I don't know how to find the antiderivative of the first fraction.

When ##x## is large,
$$\frac{x+1}{3x^2 + \lambda} \approx \frac{1}{3x}$$
and
$$\frac{\lambda}{2x+1} \approx \frac{\lambda}{2x}$$
so
$$\frac{x+1}{3x^2 + \lambda} - \frac{\lambda}{2x+1} \approx \frac{1/3 - \lambda/2}{x}$$
Can you use these approximations to determine what ##\lambda## must be, given the fact that the "tail" of ##1/x## is too "heavy" to be integrated?

A hint was to use Laplace for this . I know your solution makes sense but I don't know how it should be written or if there is another way more formal

Parhs said:
A hint was to use Laplace for this . I know your solution makes sense but I don't know how it should be written or if there is another way more formal
Do you mean Laplace transforms? I'm not sure how they would be useful here, but probably there's some equivalent formulation that uses them.

If you solve for the value of ##\lambda## using the approach I outlined, you can simply replace it back into the original integrand and simplify it. You should be able to easily verify that the result is integrable.

Hm but is this approach correct ? (how can I proof that this is correct ?And put this simpler version within integral ?)
Here is how the book does it
http://i.imgur.com/59IHuKQ.jpg

Parhs said:
I don't know how to find the antiderivative of the first fraction.

Do you know how to perform trigonometric substitution?

Well, I can't read the Greek, and I'm not sure how they are going to solve for ##\lambda## after the last line in the image. Even if it works, the method seems very complicated compared with the straightforward one I suggested.
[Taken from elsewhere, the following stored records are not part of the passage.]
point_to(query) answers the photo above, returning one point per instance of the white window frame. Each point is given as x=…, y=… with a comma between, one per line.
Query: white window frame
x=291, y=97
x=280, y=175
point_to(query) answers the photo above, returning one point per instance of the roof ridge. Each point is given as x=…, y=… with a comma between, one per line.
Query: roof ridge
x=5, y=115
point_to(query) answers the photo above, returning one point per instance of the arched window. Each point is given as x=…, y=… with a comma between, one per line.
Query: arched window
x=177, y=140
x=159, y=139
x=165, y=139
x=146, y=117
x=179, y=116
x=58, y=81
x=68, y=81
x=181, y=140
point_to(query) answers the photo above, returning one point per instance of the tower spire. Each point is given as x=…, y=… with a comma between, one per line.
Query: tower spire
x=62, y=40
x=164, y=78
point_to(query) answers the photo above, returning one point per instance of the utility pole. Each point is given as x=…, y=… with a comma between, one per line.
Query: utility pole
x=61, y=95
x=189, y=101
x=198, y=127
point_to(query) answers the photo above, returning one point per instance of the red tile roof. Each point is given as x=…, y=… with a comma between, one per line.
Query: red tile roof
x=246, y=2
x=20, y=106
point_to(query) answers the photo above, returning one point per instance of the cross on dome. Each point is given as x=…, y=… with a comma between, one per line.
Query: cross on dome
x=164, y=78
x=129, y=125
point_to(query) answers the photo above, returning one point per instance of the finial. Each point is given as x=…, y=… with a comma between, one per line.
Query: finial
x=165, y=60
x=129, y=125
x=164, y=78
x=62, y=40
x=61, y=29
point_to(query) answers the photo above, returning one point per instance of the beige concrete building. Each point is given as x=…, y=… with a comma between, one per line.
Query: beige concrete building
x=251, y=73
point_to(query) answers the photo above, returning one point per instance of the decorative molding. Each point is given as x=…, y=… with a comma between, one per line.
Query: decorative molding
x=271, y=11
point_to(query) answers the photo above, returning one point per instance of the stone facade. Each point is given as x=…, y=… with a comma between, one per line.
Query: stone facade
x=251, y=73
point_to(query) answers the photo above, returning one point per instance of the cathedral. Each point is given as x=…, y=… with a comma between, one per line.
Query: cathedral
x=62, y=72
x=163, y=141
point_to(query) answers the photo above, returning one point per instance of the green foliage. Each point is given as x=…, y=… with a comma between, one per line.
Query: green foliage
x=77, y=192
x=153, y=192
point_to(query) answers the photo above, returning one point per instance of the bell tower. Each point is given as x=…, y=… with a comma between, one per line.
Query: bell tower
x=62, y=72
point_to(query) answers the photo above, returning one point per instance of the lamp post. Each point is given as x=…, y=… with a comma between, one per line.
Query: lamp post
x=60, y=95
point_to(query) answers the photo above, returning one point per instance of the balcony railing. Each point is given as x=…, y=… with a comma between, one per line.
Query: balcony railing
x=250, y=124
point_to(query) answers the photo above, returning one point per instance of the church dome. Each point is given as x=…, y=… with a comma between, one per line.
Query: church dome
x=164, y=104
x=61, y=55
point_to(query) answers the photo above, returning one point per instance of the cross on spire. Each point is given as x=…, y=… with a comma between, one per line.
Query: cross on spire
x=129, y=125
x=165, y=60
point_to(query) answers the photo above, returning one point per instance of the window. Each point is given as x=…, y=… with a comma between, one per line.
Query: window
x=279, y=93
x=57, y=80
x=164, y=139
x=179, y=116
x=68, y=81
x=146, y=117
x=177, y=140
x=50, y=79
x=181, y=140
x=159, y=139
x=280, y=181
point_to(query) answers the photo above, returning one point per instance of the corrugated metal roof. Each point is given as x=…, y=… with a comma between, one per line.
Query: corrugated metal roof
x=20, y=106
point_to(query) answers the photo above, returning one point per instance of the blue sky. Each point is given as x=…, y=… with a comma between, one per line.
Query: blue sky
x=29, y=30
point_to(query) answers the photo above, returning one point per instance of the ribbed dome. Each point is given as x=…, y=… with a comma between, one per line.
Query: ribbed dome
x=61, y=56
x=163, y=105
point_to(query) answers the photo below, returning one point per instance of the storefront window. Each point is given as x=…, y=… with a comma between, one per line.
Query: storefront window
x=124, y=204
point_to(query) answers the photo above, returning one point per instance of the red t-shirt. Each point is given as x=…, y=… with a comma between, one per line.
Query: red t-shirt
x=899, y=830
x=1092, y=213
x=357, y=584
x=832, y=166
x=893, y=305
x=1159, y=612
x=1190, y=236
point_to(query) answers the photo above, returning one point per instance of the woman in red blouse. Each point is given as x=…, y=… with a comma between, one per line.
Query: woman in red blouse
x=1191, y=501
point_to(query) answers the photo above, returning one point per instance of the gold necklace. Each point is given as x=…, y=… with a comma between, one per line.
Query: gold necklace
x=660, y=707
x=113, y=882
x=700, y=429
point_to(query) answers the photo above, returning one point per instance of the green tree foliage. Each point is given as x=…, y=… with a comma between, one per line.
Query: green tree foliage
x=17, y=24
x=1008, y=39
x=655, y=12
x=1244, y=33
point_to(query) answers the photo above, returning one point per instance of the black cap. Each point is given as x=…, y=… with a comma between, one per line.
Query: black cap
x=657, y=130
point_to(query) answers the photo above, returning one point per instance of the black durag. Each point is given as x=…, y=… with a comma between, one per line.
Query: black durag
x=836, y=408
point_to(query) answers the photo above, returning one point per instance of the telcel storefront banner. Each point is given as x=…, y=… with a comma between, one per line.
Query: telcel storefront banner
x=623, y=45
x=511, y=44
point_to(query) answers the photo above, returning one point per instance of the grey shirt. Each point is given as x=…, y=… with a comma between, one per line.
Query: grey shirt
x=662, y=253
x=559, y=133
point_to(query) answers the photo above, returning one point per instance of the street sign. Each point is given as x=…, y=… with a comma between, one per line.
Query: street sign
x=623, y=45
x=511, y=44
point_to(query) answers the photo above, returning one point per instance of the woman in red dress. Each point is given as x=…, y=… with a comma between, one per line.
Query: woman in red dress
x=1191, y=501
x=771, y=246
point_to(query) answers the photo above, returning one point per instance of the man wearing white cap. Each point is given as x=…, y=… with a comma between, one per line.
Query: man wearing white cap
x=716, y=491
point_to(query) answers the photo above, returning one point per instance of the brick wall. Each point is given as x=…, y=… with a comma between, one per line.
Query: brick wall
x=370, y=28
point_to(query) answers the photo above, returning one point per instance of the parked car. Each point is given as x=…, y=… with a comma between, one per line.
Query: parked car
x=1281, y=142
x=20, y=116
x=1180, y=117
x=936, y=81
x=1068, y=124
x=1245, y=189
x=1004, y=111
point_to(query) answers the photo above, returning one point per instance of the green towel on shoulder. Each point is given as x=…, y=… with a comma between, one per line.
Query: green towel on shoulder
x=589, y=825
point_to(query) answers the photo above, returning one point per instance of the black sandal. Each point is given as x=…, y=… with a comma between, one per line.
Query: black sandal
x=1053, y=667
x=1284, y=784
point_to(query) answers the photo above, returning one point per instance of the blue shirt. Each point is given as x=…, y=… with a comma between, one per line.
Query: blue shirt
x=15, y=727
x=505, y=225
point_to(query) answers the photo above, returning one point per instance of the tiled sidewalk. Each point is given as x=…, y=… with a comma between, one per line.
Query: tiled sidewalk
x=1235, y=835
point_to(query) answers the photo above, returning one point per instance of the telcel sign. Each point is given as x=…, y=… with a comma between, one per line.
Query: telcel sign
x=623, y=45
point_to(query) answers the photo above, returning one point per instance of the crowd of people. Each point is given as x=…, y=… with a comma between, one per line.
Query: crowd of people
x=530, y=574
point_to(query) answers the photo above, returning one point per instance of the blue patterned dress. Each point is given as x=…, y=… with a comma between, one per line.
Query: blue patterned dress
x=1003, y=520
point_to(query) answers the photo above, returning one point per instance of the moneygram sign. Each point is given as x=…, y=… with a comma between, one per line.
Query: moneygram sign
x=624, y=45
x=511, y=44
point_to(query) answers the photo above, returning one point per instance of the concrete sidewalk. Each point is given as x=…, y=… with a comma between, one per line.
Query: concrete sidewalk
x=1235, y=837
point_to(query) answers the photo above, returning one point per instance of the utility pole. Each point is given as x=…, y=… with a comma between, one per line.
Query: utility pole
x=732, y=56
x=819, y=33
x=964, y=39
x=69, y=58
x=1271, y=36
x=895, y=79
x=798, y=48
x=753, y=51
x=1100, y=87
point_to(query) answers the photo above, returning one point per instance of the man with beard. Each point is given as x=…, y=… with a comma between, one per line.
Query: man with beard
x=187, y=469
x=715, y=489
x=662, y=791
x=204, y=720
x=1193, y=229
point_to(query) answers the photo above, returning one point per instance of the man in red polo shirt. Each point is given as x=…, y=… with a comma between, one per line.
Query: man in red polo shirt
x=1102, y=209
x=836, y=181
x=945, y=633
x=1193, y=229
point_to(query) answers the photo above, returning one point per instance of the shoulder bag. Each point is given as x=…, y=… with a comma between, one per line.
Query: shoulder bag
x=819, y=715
As I said, to see that my method is correct, first solve for the value of ##\lambda## that will eliminate the problematic ##1/x##: obviously you want ##1/3 - \lambda / 2 = 0##, so ##\lambda = 2/3##.

Then to see that this value of ##\lambda## works, just plug it into the original integrand and simplify it:

$$\frac{x+1}{3x^2 + \lambda} - \frac{\lambda}{2x+1} = \frac{x+1}{3x^2 + 2/3} - \frac{2/3}{2x+1}$$
I'll let you do the algebra, but the key is that the ##x## term in the numerator will vanish, leaving you with an integrand which is asymptotically a multiple of ##1/x^2## as ##x \rightarrow \infty## (and bounded as ##x \rightarrow 0##), hence integrable. No other value of ##\lambda## will do this for you.

## 1. What is an improper integral?

An improper integral is an integral where either the upper or lower limit of integration is infinite, or the integrand function is undefined at one or more points in the interval of integration.

## 2. How do I evaluate an improper integral?

To evaluate an improper integral, you must first determine if it is convergent or divergent. If it is convergent, you can use various methods such as the limit comparison test, the comparison test, or the limit comparison test to find its value. If it is divergent, the integral does not have a finite value.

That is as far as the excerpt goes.